Mit Versäumnisurteil vom 22.11.2016 hat das Arbeitsgericht die Klage abgewiesen. Gegen das ihr am 23.11.2016 zugestellte Versäumnisurteil hat die Klägerin mit am 30.11.2016 eingegangenem Schriftsatz Einspruch eingelegt und hat beantragt, unter Aufhebung des Versäumnisurteils
1. Es wird festgestellt, dass das Arbeitsverhältnis der Parteien durch die Kündigung der Frau S. mit Schreiben vom 30.12.2015, zugegangen am 30.12.2015, nicht aufgelöst wurde, sondern zu unveränderten Arbeitsbedingungen fortbesteht.
2. Es wird festgestellt, dass das Arbeitsverhältnis der Parteien über den 31.01.2016, hilfsweise über den nächstmöglichen Termin hinaus zu unveränderten Arbeitsbedingungen fortbesteht.
3. Die Beklagte wird verurteilt, die Klägerin bis zur Rechtskraft der Entscheidung als Verkäuferin/Kassiererin im Markt der Beklagten in Brandenburg an der Havel, N. Straße 69, 1… B. an der Havel weiter zu beschäftigen.
4. Die Beklagte wird verurteilt, der Klägerin ein wohlwollendes, qualifiziertes Zwischenzeugnis zu erteilen.
Die Beklagte hat beantragt,
das Versäumnisurteil vom 22.11.2016 aufrecht zu erhalten.

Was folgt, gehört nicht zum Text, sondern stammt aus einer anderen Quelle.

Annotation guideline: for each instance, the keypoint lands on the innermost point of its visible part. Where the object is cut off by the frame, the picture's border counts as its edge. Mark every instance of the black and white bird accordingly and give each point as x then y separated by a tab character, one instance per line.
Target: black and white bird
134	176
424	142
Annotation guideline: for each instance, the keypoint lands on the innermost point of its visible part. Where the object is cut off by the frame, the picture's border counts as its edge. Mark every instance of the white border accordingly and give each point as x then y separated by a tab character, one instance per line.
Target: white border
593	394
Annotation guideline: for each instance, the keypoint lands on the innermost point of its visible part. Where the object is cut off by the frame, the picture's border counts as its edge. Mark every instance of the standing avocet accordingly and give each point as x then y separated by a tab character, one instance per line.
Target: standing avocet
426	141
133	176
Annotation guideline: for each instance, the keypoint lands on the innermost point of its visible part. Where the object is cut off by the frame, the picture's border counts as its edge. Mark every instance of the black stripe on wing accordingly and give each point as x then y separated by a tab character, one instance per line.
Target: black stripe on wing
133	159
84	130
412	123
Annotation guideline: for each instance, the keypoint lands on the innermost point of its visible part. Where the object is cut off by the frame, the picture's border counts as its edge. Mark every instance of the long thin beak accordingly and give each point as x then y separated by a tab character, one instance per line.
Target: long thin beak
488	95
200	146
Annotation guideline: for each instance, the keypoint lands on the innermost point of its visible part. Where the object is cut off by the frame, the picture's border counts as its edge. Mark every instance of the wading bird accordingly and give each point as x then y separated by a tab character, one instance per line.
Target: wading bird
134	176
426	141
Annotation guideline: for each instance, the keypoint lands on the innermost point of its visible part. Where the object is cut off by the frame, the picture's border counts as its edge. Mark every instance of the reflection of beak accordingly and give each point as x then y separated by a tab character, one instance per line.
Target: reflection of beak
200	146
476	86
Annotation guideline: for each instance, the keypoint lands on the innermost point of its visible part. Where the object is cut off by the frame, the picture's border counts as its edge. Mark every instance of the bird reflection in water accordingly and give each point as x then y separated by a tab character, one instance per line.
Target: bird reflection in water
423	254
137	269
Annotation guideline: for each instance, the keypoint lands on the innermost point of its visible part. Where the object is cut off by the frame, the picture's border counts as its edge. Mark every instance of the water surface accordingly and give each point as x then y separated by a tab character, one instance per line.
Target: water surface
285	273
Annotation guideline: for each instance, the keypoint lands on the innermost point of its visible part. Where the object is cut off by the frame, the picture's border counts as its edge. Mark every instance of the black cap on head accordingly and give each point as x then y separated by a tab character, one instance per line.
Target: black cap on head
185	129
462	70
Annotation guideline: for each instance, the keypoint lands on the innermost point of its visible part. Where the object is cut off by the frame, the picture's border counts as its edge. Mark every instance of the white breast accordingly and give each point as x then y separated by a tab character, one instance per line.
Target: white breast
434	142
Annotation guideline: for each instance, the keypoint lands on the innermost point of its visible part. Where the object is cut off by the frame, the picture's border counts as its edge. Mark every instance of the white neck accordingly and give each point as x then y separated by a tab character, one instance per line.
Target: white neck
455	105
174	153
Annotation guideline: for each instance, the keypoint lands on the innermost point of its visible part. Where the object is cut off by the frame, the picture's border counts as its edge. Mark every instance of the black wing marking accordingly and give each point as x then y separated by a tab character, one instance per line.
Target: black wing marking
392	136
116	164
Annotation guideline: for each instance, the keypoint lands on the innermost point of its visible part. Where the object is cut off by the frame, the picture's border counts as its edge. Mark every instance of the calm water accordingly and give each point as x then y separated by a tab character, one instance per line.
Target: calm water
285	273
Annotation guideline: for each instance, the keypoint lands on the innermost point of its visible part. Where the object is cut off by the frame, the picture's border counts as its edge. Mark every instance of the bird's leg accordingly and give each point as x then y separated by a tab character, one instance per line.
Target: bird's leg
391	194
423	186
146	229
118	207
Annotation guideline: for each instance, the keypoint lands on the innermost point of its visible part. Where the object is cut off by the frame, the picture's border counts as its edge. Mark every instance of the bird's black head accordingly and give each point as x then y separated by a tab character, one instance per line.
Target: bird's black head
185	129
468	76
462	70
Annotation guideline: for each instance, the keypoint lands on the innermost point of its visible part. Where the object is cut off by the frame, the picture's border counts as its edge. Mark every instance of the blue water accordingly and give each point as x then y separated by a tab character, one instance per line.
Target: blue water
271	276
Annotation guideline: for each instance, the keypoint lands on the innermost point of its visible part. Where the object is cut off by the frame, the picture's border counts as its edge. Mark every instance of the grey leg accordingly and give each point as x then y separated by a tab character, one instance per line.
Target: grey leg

Die Beklagte hat vorgetragen, sie habe die Annonce nicht geschaltet, den Abschluss eines Arbeitsvertrages habe Frau S. der Klägerin angeboten. Diese habe auch die Gehälter der Mitarbeiter festgelegt. Die im Eigentum der Beklagten stehende Ware sei von Frau S. als Kommissionärin im eigenen Namen für Rechnung der Beklagten verkauft worden. Frau S. habe den Verkauf mit ihrem eigenen Verkaufsunternehmen erledigt, das sie auf eigene Rechnung und Gefahr betrieben habe. Zwischen den Parteien habe kein Arbeitsverhältnis bestanden.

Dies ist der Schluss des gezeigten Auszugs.